Tal é o caso da inclusão da Guerrilha do Araguaia nos currículos escolares de História. A proposta encaminhada esta semana ao Conselho Nacional de Educação (CNE) da Câmara dos Deputados pretende manter viva a memória de parte de uma história em que as classes populares não foram meras expectadoras dos fatos, mas produtoras dos acontecimentos.
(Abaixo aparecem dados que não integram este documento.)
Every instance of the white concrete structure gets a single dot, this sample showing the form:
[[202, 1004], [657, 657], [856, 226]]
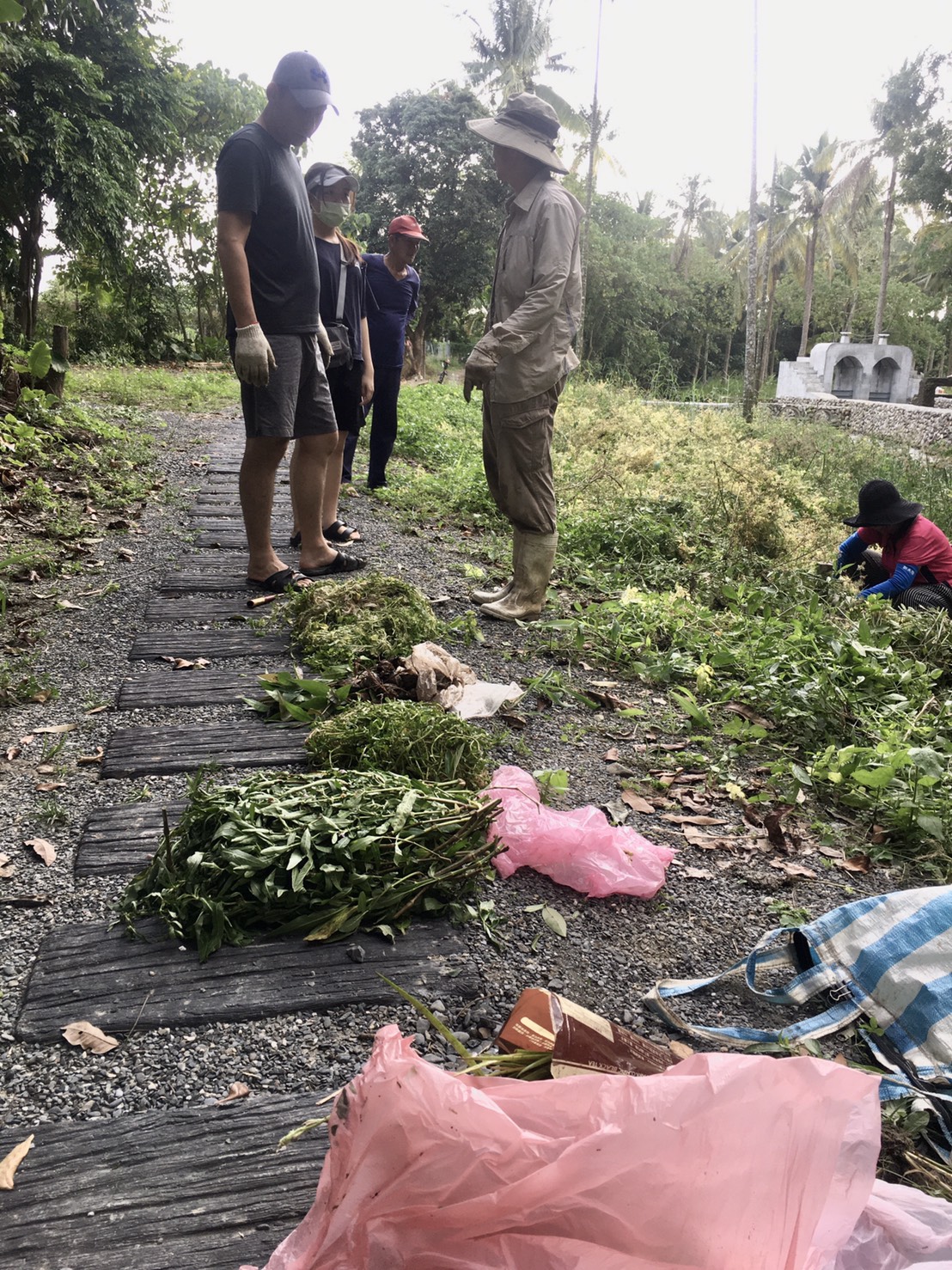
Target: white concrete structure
[[866, 372]]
Manter viva a memória dos horrores da perseguição política, da tortura, das mortes, dos desaparecimentos, pois é este o primeiro passo para garantir que tais fatos não mais ocorram.
Movimento armado de contestação política ao Regime Militar, concebido, planejado, organizado e dirigido pelo Partido Comunista do Brasil, entre os anos de 1966 e 1975, no sul do Pará, a Guerrilha do Araguaia completou, no último dia 12, 40 anos, e é hoje evocada sempre que se trata de passar a limpo a história do país.
A inserção da guerrilha na História visa demonstrar que muitos, como o meu pai, o norte-rio-grandense Glênio Sá, insurgiram-se contra a intolerância política que se abateu sobre nosso país e pagaram um alto preço para que pudéssemos hoje desfrutar das liberdades políticas e individuais, embora a luta por democracia e liberdade seja uma jornada infinita.
A proposta que está em discussão na Câmara dos Deputados representa, assim, uma tentativa de não permitir que a destruição da história de homens e mulheres que se destacaram ao longo de suas trajetórias de vida se complete.
Buscar no passado o que nele foi esquecido e abafado, ou seja, as personagens e os episódios que foram sufocados e colocados nas notas de rodapé da história oficial é indispensável para reconstrução da memória histórica e uma dívida do Estado com a Sociedade.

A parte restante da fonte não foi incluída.